棉衣這些本是該早些準備的,可打從紀娍摔破頭之後,紀家就沒得過閑,翠翠的事,劉婆子的事,朵兒的事,小婵的事……
接着又是秋收秋種,這一通忙活下來,就進了寒月了……
回到家,何氏就把從隋府帶回來的點心和茶葉這些收拾出來了幾份,先給趙氏婦送去了一些,又給劉婆子送去了一些。

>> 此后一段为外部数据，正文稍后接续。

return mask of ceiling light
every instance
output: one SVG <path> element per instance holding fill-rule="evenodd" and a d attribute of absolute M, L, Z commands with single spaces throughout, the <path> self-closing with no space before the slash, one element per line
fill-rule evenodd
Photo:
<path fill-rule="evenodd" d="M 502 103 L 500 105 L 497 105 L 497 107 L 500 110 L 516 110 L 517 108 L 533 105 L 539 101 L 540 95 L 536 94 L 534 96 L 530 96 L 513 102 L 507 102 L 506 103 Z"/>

趙氏婦去後山拾柴火了,不在家裡,何氏就把東西交到了李至的手裡。
劉婆子這邊同樣也是沒閑着,正在院子裡捏着針抱着布給人家做衣裳呢。
“喲,忙着呢?”何氏隔着院籬同她打招呼。
“是你啊。”
“你們什麼時候回來的?”劉婆子放下手裡的東西,起身把何氏請進了屋子。
“剛回來沒多久。”
一坐下來,何氏就将自己提過來的東西盡數拿了出來并逐一交代清楚,茶葉、點心還有白糖很快就擺滿了那張破舊的小矮桌……
“這衣服……”何氏眯着眼瞅着劉婆子身邊那塊烏紅色的綢子布,“這衣服是給李山家的做的?”

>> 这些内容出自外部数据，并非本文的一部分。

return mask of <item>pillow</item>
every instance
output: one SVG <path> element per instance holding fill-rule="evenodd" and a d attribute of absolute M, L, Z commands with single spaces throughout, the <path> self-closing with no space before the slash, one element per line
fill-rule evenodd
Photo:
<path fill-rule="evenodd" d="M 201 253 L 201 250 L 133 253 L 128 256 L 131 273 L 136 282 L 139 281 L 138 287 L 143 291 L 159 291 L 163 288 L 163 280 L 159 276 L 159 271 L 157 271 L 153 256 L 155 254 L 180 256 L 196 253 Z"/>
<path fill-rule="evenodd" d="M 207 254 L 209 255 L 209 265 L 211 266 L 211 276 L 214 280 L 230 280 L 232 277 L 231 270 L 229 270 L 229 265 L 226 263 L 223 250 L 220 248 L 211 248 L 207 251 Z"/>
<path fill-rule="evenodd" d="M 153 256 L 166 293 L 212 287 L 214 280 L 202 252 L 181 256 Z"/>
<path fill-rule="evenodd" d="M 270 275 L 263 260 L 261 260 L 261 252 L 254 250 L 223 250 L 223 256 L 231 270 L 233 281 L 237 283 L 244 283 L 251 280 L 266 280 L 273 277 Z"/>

“正是呢。”劉婆子的氣色看起來好了許多,一頭白發也終于有了光澤,不再之前那般枯枝似的紮得人眼睛疼了,她搓了搓手小心翼翼地拿起了那塊綢子布,“你那兒也有一塊吧?明日你拿過來,我給你也做一件。”
“這些日子全靠你們……”
“當真?那我就不跟你見外了,眼下我的衣服倒是不當緊,家裡頭還有三件冬衣急着做呢。”

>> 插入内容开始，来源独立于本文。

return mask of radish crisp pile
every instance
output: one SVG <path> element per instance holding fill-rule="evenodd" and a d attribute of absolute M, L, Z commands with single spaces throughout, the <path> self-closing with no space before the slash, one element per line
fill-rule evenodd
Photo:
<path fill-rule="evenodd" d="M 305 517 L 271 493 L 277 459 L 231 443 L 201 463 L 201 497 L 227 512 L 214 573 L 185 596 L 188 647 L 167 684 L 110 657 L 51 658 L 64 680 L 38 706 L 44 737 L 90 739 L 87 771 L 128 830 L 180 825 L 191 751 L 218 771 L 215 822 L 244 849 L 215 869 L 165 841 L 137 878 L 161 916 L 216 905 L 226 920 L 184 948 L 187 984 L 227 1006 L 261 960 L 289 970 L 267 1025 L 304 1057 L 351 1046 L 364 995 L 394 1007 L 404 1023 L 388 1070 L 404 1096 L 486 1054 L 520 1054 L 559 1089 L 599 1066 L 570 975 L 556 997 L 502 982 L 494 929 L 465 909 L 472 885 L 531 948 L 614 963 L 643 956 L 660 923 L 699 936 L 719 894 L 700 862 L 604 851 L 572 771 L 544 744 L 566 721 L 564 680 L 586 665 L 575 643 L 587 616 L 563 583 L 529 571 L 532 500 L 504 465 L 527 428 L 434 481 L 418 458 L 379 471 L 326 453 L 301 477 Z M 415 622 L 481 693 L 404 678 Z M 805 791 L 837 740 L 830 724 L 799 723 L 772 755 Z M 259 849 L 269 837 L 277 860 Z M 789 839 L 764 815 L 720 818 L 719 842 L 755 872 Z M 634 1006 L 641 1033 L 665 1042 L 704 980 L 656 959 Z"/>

“明日我去鎮上買些棉花,回來你教教我,我得趕着把冬衣給做出來了。”
“這都上冬了,雪不定什麼時候就下了……”
何氏知曉劉婆子要說些什麼,但那些客套話她是真不愛聽,于是就出聲岔開了話題。
三件冬衣……
劉婆子若有所思,眼圈逐漸紅了起來,一雙眼睛也變得又酸又脹,她轉過頭悄悄地抹了下眼角,“嗐,三件冬衣就是順手的事兒,我一個人也做得來的。”
“明日,你要去鎮上買棉花?”
何氏點頭。
“我家裡有現成的,攢了好幾年,也不少呢。”
“隻是……”劉婆子抿着嘴遲疑了片刻,“那些棉花是我給翠翠準備的,本想給她做兩床被子當嫁妝的……”
“現在也用不上了,丢了也怪可惜的……你要是不嫌棄,就拿來給幾個姑娘做衣裳吧。”
何氏輕輕地長出一口氣:“什麼嫌棄不嫌棄的,說這些話作甚?”
“這棉花既是你給翠翠備下的,那就是翠翠的了,要給誰用自然要問問她的想法……”
“你是她娘,你肯定知道她最想把棉花留給誰用吧?”
劉婆子低着頭不肯說話,任憑還帶着溫度的眼淚一滴又一滴地砸在自己滿是褶皺的手背上。
翠翠要把棉花留給誰用,自然是她這個當娘的最清楚了,可她的女兒現在躺在冰冷的地下,她這個當娘的又怎能若無其事地用這些棉花獨自取暖呢?
“你拿這些棉花給自己做兩件棉衣,再給自己做床被子。”
“寒冬難捱,心裡頭便也罷了,身上總得暖和了吧。”
何氏捏起一塊酥餅塞到了劉婆子的手裡,“都活到這個歲數了,也沒什麼好挂牽的,不如就豁出去過它幾年好日子。”